وَالضُّحَىٰ
Ik zweer bij den glans van den ochtend.
وَاللَّيْلِ إِذَا سَجَىٰ
En bij den nacht als die duister wordt.
مَا وَدَّعَكَ رَبُّكَ وَمَا قَلَىٰ
Uw Heer heeft u niet vergeten, en haat u niet.
وَلَلْآخِرَةُ خَيْرٌ لَّكَ مِنَ الْأُولَىٰ
Waarlijk het volgende leven zal beter dan dit tegenwoordige leven voor u wezen.
وَلَسَوْفَ يُعْطِيكَ رَبُّكَ فَتَرْضَىٰ
Uw Heer zal u eene belooning geven, waarover gij wel voldaan zult zijn.
أَلَمْ يَجِدْكَ يَتِيمًا فَآوَىٰ
Vond hij u niet als een wees, en heeft hij geene zorg voor u gedragen?
وَوَجَدَكَ ضَالًّا فَهَدَىٰ
En vond hij u niet dolende in dwaling, en heeft hij u niet de waarheid binnengeleid?
وَوَجَدَكَ عَائِلًا فَأَغْنَىٰ
En vond hij u niet nooddruftig, en heeft hij u niet verrijkt?

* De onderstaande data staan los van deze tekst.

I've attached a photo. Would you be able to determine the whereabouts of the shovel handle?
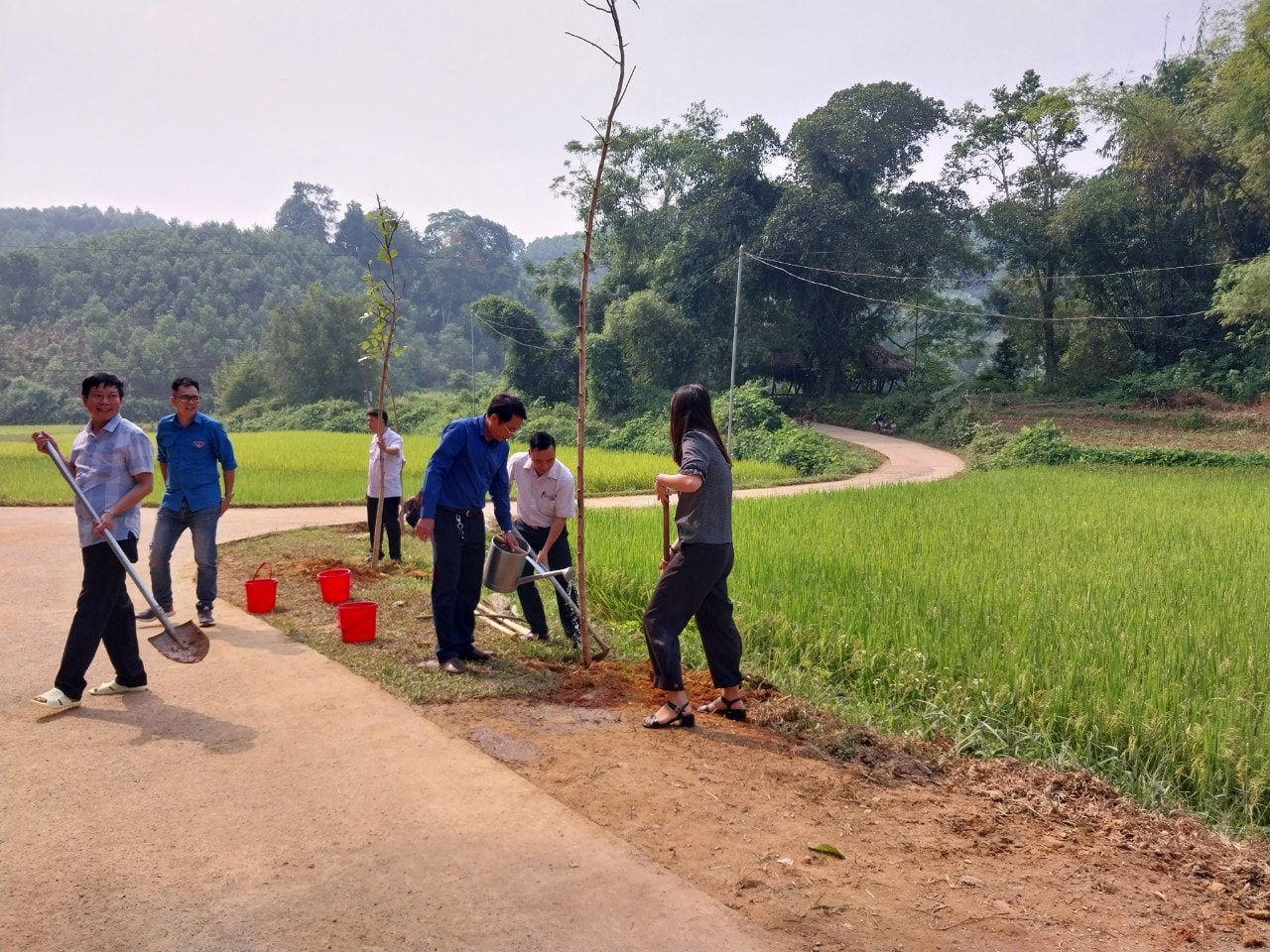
[662,499,671,562]
[49,441,183,645]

فَأَمَّا الْيَتِيمَ فَلَا تَقْهَرْ
Verdruk daarom den wees niet.
وَأَمَّا السَّائِلَ فَلَا تَنْهَرْ
Noch verdrijf den bedelaar;
وَأَمَّا بِنِعْمَةِ رَبِّكَ فَحَدِّثْ
Maar verklaar Gods goedheid.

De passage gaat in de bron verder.